Merchant Lawsuit over Fraud Liability Shift Moves Forward
A federal judge has ruled that a lawsuit alleging payment networks colluded over fraud liability can go forward, denying the networks’ motion to dismiss the lawsuit. Filed in March 2016 in U.S. District Court for the Northern District of California by two Florida retailers, the lawsuit accuses American Express, Discover, Mastercard and Visa of engaging in “a conspiracy” when shifting liability for transaction fraud to merchants that failed to upgrade their POS systems to accept EMV chip technology by Oct. 1, 2015.
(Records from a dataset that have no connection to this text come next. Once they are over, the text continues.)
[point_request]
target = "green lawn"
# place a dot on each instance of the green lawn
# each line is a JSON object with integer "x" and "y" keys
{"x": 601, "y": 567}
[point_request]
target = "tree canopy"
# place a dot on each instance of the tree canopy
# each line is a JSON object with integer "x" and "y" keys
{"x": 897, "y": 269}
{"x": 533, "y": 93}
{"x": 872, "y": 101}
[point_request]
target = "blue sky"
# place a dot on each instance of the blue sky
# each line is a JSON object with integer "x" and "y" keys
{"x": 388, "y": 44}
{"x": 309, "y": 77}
The plaintiffs—a supermarket and a liquor store—are seeking class-action status on behalf of merchants nationwide. The merchants claim the four networks’ policies around the fraud liability shift violated antitrust laws. The networks engaged in a form of price-fixing, the suit alleges, by implementing the same fraud liability rules on the same day—so as to preclude merchants from steering customers toward using cards with more lenient fraud liability terms.
In his Sept. 30 ruling denying the motion to dismiss, U.S. District Judge William Alsup wrote that the “plaintiffs plausibly allege an impermissible conspiracy,” by the networks. The merchants’ complaint “sufficiently alleges a context that raises a plausible and reasonable suggestion of collusion ‘in a room’ rather than parallel conduct,” he added.
A number of major card-issuing banks, along with chip card specification organization EMVCo, also were named in the original lawsuit, but were dismissed from the case in the ruling by Judge Alsup. However, those parties could be added back to the case if the plaintiffs present more evidence, the ruling said.